Les frites ? Un plat de Belgique, bien sûr. Eh bien, détrompez-vous, les frites n’y sont pas nées. Mais vous n’êtes pas seul à être tombé dans le panneau, tant l’histoire de leur origine est objet de controverses et de vives revendications. Nos voisins d’outre-­Quiévrain ont longtemps cru dur comme fer – et certains n’en démordent pas aujourd’hui – en être les inventeurs. Et pour cause : l’historien belge Jo Gérard a rendu cette thèse célèbre, via une publication de 1984, où est relatée sa découverte d’un manuscrit de 1781 racontant comment les habitants de Namur faisaient frire des pommes de terre en forme de petits poissons, pour remplacer ceux qu’ils n’avaient pu pêcher dans la Meuse lors d’hivers particulièrement rigoureux. Une « pratique (qui) remonte déjà à plus de cent années », y est-il précisé, soit à 1680. La conclusion est sans appel : les Namurois ont été les premiers à cuisinier des frites.

Mais cette démonstration est « aussi fantaisiste que hâtive », tranche l’historien belge de l’alimentation Pierre Leclercq dans une série à la RTBF sur les « grands mythes de la gastronomie ». Le fameux texte parlerait de pommes de terre rissolées. Rien à voir donc avec les bâtonnets ! Pourtant, cette histoire, « principal argument en faveur de la paternité belge de la frite, (…) a fini par entrer dans la conscience collective. Et ce malgré les travaux d’historiens sérieux qui la discréditent complètement », poursuit le spécialiste. Autre hypothèse en vogue, notamment parmi les Belges au début du XXe siècle : une origine russe. L’idée serait née d’un coup marketing, explique notre spécialiste sur le site de l’université de Liège.
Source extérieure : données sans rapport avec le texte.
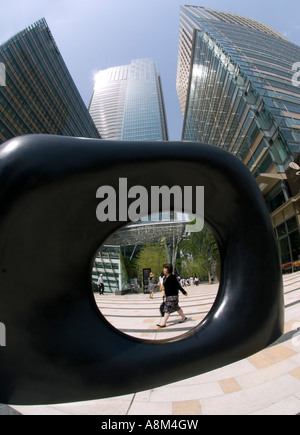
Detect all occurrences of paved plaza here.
[0,272,300,416]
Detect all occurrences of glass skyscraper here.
[89,59,168,141]
[177,6,300,267]
[0,19,99,143]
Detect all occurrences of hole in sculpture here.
[92,213,220,341]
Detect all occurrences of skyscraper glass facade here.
[177,6,300,263]
[0,19,99,143]
[89,59,168,141]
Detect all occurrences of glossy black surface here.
[0,136,283,404]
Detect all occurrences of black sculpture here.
[0,135,283,405]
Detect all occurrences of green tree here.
[180,226,219,282]
[134,242,168,280]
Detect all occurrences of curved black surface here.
[0,136,283,405]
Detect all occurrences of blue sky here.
[0,0,300,140]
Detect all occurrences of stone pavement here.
[4,272,300,416]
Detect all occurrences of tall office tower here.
[0,19,99,143]
[177,6,300,267]
[89,59,168,141]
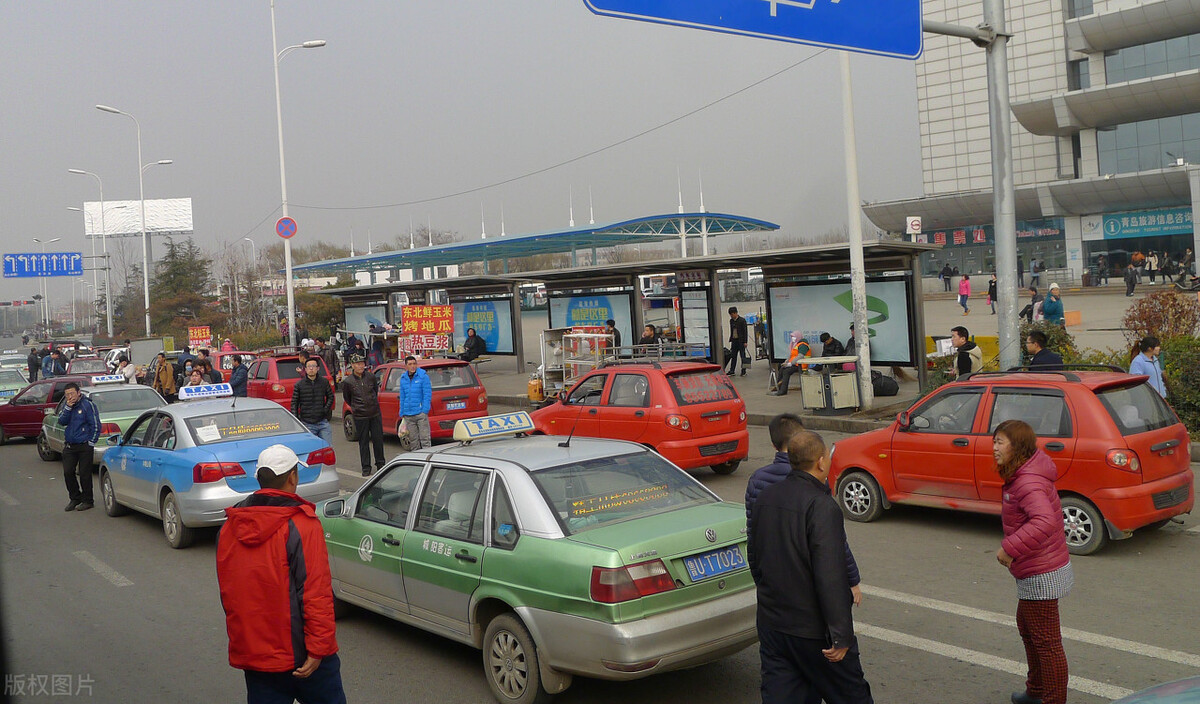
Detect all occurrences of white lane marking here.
[71,550,133,586]
[854,624,1133,700]
[862,584,1200,668]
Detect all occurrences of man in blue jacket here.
[58,381,100,511]
[400,355,433,450]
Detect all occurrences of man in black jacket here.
[292,357,334,447]
[748,431,874,704]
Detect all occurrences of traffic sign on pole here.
[275,217,296,240]
[583,0,922,59]
[4,252,83,278]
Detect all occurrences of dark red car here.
[0,377,91,445]
[533,362,750,474]
[244,355,337,410]
[342,357,487,439]
[829,368,1195,555]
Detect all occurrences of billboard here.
[767,277,916,366]
[550,294,637,344]
[454,299,515,355]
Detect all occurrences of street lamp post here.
[271,0,325,347]
[96,106,170,337]
[34,237,62,336]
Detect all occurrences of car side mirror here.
[322,499,346,518]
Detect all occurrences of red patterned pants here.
[1016,598,1067,704]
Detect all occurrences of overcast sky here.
[0,0,920,299]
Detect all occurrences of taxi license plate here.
[683,546,746,582]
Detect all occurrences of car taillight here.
[1104,447,1141,471]
[305,447,337,467]
[592,560,674,603]
[192,462,246,485]
[666,414,691,431]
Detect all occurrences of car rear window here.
[667,369,738,405]
[185,408,307,445]
[530,452,718,535]
[1096,381,1178,435]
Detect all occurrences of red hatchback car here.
[533,362,750,474]
[244,355,337,410]
[829,368,1195,555]
[342,357,487,439]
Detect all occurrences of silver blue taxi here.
[100,384,338,548]
[318,413,757,704]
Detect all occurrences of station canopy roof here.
[292,212,779,275]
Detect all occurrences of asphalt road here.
[0,409,1200,704]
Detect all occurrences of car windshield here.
[530,452,718,535]
[667,369,738,405]
[185,408,307,445]
[88,386,163,415]
[1096,381,1178,435]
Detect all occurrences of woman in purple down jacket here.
[992,420,1075,704]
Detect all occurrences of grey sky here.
[0,0,920,299]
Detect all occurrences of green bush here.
[1160,336,1200,440]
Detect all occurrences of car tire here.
[37,433,62,462]
[162,492,196,550]
[484,614,550,704]
[838,471,883,523]
[713,459,742,474]
[1062,497,1109,555]
[100,467,130,518]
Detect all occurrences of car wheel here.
[484,614,550,704]
[100,467,130,518]
[162,492,196,549]
[37,433,62,462]
[1062,497,1109,555]
[838,471,883,523]
[713,459,742,474]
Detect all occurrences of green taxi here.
[0,367,29,403]
[37,374,167,467]
[318,413,757,704]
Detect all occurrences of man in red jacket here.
[217,445,346,704]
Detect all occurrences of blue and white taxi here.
[318,413,757,704]
[100,384,338,548]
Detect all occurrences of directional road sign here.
[275,217,296,240]
[583,0,922,59]
[4,252,83,278]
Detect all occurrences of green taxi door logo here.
[833,289,888,337]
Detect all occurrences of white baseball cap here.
[257,445,307,476]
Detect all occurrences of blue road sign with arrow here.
[583,0,922,59]
[4,252,83,278]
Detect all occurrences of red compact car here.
[244,355,337,410]
[533,362,750,474]
[338,357,487,440]
[829,367,1195,555]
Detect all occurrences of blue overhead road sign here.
[583,0,922,59]
[4,252,83,278]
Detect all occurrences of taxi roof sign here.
[454,410,533,443]
[179,384,233,401]
[91,374,125,386]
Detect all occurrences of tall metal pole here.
[841,52,875,410]
[983,0,1021,369]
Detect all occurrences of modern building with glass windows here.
[865,0,1200,282]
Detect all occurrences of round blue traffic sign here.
[275,217,296,240]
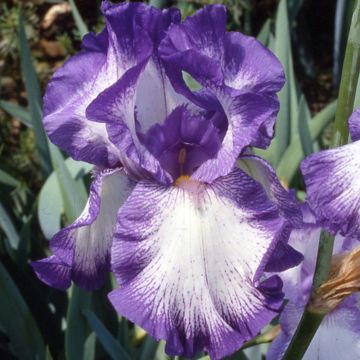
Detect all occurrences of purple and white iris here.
[33,1,302,359]
[301,109,360,238]
[266,206,360,360]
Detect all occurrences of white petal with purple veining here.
[33,169,134,290]
[110,170,283,359]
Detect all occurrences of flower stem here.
[282,0,360,360]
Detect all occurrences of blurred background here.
[0,0,360,360]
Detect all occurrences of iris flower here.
[33,1,302,359]
[301,109,360,237]
[266,207,360,360]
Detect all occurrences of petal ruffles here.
[301,141,360,237]
[110,170,284,359]
[32,169,134,290]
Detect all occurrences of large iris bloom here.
[266,207,360,360]
[34,1,302,359]
[301,109,360,237]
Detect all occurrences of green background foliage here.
[0,0,360,360]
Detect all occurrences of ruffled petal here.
[237,154,303,227]
[160,5,285,96]
[44,1,180,167]
[159,5,284,172]
[194,93,279,182]
[301,141,360,237]
[349,109,360,141]
[87,58,200,183]
[266,296,360,360]
[32,169,134,290]
[110,170,284,359]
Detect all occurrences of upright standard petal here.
[301,136,360,237]
[110,170,284,359]
[160,5,285,94]
[44,1,179,167]
[159,5,284,181]
[32,169,134,290]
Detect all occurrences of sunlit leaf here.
[298,96,314,156]
[276,101,336,183]
[0,263,45,360]
[65,285,91,360]
[18,11,51,177]
[38,158,93,239]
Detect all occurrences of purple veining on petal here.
[32,169,134,290]
[160,5,285,174]
[110,170,290,359]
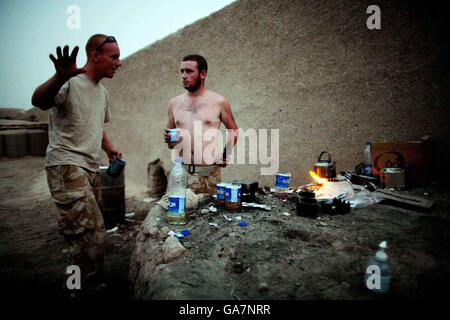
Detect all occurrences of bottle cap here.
[375,251,387,261]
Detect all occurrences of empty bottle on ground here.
[364,241,392,293]
[364,142,372,176]
[167,158,187,225]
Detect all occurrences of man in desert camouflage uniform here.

À l’époque, « le paquet de frites dont on se délectait chaque année à la foire portait ­l’énigmatique nom de “russe” », rebaptisé ainsi par M. Fritz, un forain, pour surfer sur « l’immense vogue médiatique suscitée par la guerre de Crimée ».

Mais où est la vérité alors ? En fait, la frite serait parisienne. « Dans les années 1780, des vendeuses de beignets frits de pommes de terre s’installent sur le Pont-Neuf, à Paris. Il semble bien que ces marchandes soient les premières à avoir plongé des tranches de pomme de terre dans une friture, probablement aux environs de 1800 », affirme Pierre Leclercq. Cette « pomme Pont-Neuf » deviendra bâtonnet. Trente ans plus tard, le plat en cornet serait même devenu « le symbole de la cuisine populaire parisienne », cité dans de nombreux romans, pièces de théâtre ou chansons. L’appellation « french fries » aurait dû nous mettre sur la piste, pensez-vous. Erreur. L’expression viendrait en fait d’un dialecte irlandais dans lequel « french » signifie « coupé en morceaux ». Sans rapport avec la France : un piège dans lequel est tombée la droite américaine qui, pour punir l’Hexagone de son opposition à la guerre en Irak en 2003, avait rebaptisé les frites les « freedom fries ».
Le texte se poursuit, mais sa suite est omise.